The UK government will unveil plans this week to spend 30 billion pounds, buying further shares of rescued banks Royal Bank of Scotland and Lloyds, The Daily Telegraph newspaper reported on Monday. The UK newspaper said British Finance Minister Alistair Darling has agreed to spend about 25 billion pounds on shares in part nationalized RBS and 5.5 billion pounds on shares in Lloyds in a move expected to be announced on Tuesday. The government's stake in RBS would rise to 84 percent from 70 percent as a result of the move.RBS declined to comment when contacted by Reuters. A Lloyds spokesperson was not available. The report comes as the UK government is preparing to announce a banking overhaul this week as carve-up plans for the two rescued banks are finalized. The government hopes to attract new players to the market following a process that will see the country's largest retail lenders selling off assets, including a string of high street bank branches, and shrinking back their balance sheets. The GBP/USD is currently trading at $1.6430 as of 7:50am, GMT.

The euro rose against the yen and the dollar as signs the global economy is recovering trimmed demand for the relative safety of the U.S. and Japanese currencies. The Australian dollar climbed against all 16 most-traded currencies as Treasurer Wayne Swan said economic growth will be faster than expected and a government report showed house price increases accelerated. Japan's currency earlier rose to the strongest level in three weeks against the dollar and the euro after New York-based CIT Group Inc. filed for bankruptcy. 'Global data still suggest that the economy is on the mend,' said Minoru Shioiri, chief manager of foreign exchange trading at Mitsubishi UFJ Securities Co. 'The underlying need to invest in higher-yielding currencies through carry trades remains intact.' The EUR/USD is currently trading at 133.00 as of 8:15am, GMT.
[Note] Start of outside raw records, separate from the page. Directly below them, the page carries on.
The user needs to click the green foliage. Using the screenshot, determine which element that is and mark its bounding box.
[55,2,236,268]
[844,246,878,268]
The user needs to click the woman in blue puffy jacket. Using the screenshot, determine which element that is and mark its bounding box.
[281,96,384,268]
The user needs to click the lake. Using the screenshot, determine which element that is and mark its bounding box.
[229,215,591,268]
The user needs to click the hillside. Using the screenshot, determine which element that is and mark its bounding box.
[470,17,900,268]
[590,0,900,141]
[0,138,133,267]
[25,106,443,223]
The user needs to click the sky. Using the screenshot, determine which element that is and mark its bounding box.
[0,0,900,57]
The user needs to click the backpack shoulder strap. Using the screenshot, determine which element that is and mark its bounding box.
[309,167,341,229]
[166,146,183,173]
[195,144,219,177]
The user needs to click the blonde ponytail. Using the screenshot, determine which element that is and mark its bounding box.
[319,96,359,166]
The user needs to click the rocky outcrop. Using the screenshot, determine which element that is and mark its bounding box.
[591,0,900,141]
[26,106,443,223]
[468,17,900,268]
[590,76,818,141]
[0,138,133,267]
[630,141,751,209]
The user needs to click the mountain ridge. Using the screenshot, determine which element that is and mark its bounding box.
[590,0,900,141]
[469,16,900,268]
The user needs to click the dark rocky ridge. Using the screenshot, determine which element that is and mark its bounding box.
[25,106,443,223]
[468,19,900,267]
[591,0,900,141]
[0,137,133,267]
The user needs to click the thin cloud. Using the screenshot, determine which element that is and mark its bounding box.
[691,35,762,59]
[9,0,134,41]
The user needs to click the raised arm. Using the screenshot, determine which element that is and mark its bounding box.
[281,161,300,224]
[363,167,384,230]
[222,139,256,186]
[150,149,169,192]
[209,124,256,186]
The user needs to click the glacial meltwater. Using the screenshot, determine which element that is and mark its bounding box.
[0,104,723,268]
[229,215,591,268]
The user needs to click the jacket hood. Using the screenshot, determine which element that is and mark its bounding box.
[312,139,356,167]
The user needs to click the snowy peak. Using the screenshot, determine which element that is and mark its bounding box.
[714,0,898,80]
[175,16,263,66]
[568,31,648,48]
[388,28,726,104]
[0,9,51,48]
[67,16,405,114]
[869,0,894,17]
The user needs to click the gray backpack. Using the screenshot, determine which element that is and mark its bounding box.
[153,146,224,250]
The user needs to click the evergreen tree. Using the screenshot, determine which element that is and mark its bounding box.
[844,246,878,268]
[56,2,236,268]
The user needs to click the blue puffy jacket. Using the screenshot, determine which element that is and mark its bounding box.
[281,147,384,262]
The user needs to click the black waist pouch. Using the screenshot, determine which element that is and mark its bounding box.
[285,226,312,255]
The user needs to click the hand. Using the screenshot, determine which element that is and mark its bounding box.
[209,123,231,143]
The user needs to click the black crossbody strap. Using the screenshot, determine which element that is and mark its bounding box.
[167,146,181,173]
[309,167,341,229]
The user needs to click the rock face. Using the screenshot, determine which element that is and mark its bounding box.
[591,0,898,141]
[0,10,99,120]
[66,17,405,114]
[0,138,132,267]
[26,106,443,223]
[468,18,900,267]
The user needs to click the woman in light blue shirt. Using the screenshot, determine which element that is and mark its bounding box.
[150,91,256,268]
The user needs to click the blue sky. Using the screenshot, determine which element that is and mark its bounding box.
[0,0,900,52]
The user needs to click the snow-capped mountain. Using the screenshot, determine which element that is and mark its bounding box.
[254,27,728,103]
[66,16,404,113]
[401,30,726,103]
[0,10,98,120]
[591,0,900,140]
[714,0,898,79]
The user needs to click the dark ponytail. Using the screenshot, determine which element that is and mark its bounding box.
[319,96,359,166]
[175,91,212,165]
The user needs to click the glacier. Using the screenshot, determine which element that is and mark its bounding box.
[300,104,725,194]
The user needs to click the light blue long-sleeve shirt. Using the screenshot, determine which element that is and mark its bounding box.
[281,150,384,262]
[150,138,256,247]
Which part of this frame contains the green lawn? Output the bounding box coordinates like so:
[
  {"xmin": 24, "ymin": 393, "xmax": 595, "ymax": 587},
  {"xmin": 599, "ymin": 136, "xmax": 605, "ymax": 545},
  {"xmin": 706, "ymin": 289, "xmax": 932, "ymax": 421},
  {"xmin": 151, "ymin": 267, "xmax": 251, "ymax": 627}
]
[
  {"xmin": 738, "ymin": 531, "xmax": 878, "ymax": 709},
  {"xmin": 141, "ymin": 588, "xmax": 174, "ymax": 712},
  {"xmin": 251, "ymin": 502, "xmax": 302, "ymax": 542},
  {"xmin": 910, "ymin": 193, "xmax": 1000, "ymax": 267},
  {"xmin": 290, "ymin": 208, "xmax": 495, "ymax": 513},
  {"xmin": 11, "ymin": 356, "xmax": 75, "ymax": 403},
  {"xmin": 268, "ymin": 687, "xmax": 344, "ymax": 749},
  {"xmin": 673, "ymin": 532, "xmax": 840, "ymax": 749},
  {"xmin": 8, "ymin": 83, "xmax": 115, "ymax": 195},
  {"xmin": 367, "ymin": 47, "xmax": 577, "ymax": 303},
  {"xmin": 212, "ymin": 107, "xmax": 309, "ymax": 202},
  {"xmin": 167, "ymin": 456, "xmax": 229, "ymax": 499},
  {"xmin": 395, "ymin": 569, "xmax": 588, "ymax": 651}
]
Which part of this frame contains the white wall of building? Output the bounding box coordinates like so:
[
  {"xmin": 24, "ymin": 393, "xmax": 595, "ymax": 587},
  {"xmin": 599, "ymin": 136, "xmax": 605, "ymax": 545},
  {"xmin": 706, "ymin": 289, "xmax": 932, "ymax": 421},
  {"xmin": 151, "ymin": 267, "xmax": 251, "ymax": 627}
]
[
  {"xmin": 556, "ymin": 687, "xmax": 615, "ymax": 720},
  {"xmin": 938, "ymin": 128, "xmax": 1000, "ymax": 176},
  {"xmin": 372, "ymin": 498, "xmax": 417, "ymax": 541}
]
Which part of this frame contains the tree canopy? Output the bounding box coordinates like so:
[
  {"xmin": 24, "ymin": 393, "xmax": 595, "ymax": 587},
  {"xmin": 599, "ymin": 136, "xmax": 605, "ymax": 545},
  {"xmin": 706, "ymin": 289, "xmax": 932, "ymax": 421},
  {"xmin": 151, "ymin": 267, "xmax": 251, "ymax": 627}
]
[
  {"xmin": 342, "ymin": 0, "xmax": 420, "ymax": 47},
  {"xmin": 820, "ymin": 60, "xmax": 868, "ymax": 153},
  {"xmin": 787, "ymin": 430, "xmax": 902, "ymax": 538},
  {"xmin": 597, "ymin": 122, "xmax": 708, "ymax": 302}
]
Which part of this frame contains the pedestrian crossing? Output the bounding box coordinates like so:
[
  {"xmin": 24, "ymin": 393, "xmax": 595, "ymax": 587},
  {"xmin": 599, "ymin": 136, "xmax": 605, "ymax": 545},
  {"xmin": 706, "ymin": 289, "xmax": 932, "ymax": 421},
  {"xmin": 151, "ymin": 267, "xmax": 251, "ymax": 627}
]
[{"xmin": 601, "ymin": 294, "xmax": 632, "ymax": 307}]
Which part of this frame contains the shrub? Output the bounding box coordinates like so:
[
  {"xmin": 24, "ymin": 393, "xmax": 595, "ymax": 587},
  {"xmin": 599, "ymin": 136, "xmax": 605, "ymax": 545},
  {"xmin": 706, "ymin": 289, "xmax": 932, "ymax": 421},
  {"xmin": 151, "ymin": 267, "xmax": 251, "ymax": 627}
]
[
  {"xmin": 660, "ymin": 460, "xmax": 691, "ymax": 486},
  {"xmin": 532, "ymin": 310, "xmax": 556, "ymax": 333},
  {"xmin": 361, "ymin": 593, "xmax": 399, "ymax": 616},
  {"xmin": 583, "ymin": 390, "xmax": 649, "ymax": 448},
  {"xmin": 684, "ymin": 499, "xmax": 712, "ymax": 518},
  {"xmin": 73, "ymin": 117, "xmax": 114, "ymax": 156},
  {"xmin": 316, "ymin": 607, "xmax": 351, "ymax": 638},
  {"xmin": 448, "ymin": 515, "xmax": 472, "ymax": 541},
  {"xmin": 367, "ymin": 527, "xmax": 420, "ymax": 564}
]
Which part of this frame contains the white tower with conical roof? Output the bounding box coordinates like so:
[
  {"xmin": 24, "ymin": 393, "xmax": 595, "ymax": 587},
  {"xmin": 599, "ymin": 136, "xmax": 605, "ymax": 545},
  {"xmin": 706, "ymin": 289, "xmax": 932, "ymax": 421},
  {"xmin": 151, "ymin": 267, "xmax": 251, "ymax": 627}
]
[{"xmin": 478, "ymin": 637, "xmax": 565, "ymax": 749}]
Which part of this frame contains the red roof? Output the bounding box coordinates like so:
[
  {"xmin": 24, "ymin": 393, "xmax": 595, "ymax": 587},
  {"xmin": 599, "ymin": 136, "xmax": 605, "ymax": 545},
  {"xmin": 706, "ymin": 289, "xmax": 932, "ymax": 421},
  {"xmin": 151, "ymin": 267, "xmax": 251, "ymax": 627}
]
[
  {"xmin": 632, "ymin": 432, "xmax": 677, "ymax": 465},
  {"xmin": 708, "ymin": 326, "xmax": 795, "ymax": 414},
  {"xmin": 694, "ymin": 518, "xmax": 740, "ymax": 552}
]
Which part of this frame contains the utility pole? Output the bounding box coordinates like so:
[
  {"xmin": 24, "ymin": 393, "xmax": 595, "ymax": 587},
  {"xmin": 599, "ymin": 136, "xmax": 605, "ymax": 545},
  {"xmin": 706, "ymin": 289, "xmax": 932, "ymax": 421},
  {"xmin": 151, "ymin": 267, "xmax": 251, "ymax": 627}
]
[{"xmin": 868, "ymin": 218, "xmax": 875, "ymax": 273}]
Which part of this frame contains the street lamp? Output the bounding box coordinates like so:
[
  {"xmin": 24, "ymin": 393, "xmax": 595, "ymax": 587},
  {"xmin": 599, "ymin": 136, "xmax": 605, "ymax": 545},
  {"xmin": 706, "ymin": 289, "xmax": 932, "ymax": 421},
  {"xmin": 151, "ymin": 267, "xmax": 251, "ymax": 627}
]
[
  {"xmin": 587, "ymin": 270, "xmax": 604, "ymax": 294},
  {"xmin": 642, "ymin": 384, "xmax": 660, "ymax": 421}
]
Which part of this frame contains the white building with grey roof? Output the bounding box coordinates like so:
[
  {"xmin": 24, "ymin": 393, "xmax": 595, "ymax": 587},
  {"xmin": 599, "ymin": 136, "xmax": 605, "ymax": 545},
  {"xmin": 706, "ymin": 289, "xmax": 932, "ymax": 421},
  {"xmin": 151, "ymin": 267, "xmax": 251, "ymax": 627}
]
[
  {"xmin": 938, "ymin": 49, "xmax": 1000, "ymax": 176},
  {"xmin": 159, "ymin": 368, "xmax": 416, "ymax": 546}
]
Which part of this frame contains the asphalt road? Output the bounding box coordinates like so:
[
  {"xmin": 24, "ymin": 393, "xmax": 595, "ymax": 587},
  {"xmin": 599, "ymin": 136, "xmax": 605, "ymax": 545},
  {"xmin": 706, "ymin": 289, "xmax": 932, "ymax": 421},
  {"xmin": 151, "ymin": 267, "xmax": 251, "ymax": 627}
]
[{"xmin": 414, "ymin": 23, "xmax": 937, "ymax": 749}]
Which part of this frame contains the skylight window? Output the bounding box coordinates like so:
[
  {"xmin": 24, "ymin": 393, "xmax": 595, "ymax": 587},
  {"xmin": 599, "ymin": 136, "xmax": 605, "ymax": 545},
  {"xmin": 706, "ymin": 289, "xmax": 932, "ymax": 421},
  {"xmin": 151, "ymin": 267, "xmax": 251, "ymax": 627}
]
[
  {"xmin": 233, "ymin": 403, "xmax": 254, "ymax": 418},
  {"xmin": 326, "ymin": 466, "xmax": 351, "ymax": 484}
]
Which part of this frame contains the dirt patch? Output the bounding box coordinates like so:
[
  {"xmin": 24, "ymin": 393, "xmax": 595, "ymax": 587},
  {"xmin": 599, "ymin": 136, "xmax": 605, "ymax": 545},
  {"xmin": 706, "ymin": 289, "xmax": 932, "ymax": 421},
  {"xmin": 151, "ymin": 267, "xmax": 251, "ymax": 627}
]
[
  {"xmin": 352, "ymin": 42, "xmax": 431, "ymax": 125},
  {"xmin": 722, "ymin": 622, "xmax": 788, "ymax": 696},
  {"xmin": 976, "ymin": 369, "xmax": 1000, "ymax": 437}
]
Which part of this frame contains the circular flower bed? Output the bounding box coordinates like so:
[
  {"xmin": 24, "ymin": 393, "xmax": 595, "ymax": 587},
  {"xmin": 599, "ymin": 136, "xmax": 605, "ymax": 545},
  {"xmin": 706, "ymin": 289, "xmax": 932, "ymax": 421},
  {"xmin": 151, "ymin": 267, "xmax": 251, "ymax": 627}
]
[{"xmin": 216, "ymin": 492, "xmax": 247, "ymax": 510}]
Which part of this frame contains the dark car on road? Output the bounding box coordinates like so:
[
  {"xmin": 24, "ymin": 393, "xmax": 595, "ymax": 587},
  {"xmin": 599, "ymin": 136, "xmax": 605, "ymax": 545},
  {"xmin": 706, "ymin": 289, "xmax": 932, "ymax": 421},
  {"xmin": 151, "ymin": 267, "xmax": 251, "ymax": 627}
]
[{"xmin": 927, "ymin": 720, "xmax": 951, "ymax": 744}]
Investors should take advantage of any dips in emerging-market bonds by adding to their holdings because global funds are likely to pump more money into the securities through early next year, according to Morgan Stanley. Morgan Stanley said the overall risk adopted by emerging- market investors remains low as its internal indicators show the share of investment-grade credits has increased as a proportion of total allocations in funds dedicated to emerging markets. 'This suggests that emerging-market funds will still need to add exposure to be in line with their benchmark,' the strategists wrote.